Note carefully the signs in the above example. The inequality condition is $A_{ineq} x \le b_{ineq}$, which is equivalent to $A_{ineq} x + s = b_{ineq}$ with $s \ge 0$, i.e. $s$ in the Nonnegative cone. The SOC condition is $x \in \mathcal{K}_{SOC}$, or equivalently $-x + s = 0$ with $s \in \mathcal{K}_{SOC}$.
Solver Settings
Solver settings for the Clarabel's default implementation in Rust are stored in a DefaultSettings
object and can be modified by the user. To create a settings object using all defaults you can call the constructor directly:
let settings = DefaultSettings::default();
Alternatively, you can use the DefaultSettingsBuilder
to specify custom settings.

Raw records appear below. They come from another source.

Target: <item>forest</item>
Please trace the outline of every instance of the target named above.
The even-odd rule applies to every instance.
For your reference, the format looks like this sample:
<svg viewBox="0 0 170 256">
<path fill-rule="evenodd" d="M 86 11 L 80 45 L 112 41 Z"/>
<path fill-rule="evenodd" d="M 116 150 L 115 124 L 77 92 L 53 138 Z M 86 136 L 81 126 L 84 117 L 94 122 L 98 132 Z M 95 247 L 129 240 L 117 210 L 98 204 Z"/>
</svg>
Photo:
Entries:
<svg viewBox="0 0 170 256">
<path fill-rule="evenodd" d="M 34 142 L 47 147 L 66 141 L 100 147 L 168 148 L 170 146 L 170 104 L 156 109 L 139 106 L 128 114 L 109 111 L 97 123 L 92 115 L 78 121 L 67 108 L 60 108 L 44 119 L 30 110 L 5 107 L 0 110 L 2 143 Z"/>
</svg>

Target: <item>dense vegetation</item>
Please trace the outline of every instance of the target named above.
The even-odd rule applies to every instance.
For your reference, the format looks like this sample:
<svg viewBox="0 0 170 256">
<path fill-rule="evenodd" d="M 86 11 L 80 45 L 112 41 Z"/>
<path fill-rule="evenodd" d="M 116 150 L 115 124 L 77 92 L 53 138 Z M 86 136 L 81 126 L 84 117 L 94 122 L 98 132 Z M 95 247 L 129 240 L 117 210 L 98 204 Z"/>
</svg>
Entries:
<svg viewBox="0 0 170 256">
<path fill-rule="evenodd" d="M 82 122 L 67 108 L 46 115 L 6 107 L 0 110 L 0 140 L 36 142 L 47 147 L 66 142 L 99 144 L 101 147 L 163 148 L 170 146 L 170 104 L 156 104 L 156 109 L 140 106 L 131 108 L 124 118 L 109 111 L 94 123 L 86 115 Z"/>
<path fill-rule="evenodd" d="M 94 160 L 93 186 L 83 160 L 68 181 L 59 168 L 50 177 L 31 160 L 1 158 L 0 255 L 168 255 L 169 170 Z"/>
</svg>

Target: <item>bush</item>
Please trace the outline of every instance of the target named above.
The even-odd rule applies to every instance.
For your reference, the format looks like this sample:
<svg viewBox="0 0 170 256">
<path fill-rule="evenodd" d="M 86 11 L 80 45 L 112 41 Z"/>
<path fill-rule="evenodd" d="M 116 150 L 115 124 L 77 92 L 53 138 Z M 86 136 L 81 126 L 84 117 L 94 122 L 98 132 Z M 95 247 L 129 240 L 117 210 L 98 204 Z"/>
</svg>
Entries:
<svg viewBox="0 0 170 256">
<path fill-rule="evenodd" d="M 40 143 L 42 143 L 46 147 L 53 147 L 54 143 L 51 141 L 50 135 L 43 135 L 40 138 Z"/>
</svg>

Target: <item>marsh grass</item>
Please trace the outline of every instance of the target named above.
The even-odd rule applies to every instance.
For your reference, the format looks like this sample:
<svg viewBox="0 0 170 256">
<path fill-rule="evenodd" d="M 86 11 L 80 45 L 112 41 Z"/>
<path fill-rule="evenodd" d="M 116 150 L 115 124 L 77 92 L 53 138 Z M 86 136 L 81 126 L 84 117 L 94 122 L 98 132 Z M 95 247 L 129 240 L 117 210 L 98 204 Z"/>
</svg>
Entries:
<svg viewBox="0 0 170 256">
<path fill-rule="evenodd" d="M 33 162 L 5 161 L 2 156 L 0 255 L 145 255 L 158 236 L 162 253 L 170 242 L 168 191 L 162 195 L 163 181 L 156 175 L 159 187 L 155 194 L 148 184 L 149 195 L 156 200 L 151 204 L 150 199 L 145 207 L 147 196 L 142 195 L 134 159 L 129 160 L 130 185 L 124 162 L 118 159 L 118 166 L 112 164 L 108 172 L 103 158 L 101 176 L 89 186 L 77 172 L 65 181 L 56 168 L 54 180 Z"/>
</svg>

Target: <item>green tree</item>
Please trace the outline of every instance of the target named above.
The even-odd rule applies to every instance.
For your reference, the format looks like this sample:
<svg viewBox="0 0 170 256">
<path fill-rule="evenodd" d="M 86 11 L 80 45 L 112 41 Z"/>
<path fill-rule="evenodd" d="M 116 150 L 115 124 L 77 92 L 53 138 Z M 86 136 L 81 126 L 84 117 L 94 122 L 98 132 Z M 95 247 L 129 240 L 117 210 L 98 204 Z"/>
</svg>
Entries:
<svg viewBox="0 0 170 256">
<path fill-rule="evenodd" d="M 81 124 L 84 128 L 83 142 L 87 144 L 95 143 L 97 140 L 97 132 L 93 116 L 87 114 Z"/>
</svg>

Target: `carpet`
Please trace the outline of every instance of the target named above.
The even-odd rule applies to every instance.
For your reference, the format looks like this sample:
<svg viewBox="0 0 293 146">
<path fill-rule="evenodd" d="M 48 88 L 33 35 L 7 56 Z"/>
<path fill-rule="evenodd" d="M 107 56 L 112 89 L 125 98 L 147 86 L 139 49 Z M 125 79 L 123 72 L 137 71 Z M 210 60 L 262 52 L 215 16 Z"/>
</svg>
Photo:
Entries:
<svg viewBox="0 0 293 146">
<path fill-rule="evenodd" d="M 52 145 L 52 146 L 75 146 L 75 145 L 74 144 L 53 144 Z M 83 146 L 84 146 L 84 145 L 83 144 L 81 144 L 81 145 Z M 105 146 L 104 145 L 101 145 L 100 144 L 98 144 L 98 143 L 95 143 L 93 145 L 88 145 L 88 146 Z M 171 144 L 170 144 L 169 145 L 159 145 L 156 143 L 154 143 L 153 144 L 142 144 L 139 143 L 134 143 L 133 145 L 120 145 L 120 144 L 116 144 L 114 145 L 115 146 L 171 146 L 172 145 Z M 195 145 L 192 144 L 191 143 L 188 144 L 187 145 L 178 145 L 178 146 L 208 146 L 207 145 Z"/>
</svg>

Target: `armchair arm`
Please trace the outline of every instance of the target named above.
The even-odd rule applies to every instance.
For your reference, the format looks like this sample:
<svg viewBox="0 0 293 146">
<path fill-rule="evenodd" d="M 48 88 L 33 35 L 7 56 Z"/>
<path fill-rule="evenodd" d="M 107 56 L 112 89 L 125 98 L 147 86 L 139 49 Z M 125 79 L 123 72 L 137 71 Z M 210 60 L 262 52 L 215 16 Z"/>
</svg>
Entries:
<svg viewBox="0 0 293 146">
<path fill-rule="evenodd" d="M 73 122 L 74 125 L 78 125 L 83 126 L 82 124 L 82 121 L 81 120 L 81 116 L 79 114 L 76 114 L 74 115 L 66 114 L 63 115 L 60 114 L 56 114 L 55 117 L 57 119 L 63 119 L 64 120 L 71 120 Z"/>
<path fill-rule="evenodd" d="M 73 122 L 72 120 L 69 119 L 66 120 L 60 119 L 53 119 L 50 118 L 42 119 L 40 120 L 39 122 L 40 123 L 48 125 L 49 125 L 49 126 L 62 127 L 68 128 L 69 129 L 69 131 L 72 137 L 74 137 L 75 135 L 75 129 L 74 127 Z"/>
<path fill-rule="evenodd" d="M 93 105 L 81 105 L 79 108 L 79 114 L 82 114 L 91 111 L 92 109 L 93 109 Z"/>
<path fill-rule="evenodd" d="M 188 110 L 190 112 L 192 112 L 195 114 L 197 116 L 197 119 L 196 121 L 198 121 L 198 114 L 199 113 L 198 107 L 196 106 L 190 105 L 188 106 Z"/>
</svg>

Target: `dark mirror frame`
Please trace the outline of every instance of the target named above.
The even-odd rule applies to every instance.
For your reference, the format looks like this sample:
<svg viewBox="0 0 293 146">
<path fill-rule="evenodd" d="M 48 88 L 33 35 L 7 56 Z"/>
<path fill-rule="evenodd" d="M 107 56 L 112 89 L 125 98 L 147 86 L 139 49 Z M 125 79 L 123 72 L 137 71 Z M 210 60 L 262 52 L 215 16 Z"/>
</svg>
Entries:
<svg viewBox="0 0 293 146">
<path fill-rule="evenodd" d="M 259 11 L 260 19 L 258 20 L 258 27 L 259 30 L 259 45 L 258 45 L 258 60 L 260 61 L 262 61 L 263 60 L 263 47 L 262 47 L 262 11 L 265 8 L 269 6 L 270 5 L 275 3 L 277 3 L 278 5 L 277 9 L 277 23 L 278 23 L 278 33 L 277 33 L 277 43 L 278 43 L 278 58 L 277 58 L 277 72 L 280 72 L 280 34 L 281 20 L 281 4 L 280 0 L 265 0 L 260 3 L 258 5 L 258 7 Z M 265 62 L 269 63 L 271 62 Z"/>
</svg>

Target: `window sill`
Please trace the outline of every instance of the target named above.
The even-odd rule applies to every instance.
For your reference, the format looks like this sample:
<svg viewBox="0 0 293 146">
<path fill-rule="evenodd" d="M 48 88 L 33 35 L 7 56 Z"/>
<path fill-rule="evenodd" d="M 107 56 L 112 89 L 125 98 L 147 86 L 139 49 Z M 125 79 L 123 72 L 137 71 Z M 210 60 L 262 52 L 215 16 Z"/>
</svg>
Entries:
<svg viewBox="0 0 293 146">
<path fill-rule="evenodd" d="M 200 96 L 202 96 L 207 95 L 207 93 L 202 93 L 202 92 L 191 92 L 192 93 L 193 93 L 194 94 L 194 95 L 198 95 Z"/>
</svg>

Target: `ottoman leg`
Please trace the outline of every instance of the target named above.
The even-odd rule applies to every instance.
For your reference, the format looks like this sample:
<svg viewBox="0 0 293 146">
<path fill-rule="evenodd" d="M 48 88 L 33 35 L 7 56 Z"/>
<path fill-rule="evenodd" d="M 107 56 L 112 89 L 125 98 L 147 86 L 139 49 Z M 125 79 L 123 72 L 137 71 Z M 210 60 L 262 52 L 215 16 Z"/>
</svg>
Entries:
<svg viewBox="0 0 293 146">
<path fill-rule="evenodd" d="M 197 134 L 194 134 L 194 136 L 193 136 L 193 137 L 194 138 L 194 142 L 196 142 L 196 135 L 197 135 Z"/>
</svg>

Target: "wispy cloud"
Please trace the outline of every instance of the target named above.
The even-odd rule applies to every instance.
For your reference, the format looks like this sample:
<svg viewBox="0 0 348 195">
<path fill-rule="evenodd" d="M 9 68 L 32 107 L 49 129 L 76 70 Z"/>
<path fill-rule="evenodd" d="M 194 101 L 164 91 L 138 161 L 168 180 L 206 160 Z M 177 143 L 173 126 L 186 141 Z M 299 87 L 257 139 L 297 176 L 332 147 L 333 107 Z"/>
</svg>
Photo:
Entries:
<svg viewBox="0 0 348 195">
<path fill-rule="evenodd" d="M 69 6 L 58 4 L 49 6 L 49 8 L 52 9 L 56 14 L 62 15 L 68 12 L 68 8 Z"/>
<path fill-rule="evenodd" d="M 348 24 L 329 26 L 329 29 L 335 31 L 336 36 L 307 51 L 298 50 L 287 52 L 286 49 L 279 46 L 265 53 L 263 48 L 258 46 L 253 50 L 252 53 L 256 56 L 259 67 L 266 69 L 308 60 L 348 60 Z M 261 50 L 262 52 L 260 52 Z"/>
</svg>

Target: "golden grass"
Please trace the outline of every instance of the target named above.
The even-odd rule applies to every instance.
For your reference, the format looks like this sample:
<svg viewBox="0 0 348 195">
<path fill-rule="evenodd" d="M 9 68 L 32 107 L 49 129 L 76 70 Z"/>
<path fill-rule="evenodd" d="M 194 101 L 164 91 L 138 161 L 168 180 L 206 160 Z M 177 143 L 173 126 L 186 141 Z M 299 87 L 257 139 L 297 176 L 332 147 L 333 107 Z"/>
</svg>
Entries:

For example, if you want to disable verbose printing and set a 5 second time limit on the solver, you can use:
let settings = DefaultSettingsBuilder::default()
.verbose(false)
.time_limit(1.)
.build()
.unwrap();
The full set of user configurable solver settings are listed in the Rust API Reference.
Making a Solver
Finally populate the solver with problem data and solve:
let mut solver = DefaultSolver::new(&P, &q, &A, &b, &cones, settings);
solver.solve();
Results
Once the solver algorithm terminates you can inspect the solution using the solution
field of the solver.
println!("Solution status = {:?}", solver.solution.status);
println!("Primal solution = {:?}", solver.solution.x);
println!("Dual solution = {:?}", solver.solution.z);
println!("Primal slacks = {:?}", solver.solution.s);
The outcome of the solve is specified in solver.solution.status
and will be one of the following :
Status Code | Description |
---|---|
Unsolved | Default value, only occurs prior to calling solve |
Solved | Solution found |
PrimalInfeasible | Problem is primal infeasible |
DualInfeasible | Problem is dual infeasible |
AlmostSolved | Solution found (reduced accuracy) |
AlmostPrimalInfeasible | Problem is primal infeasible (reduced accuracy) |
AlmostDualInfeasible | Problem is dual infeasible (reduced accuracy) |
MaxIterations | Solver halted after reaching iteration limit |
MaxTime | Solver halted after reaching time limit |
NumericalError | Solver terminated with a numerical error |
InsufficientProgress | Solver terminated due to lack of progress |
The total solution time is available in solver.solution.solve_time
.
Be careful to retrieve solver solutions from the solution
that is returned by the solver, or directly from a solver
object from the solver.solution
field. Do not use the solver.variables
, since these have both homogenization and equilibration scaling applied and therefore do not solve the optimization problem posed to the solver.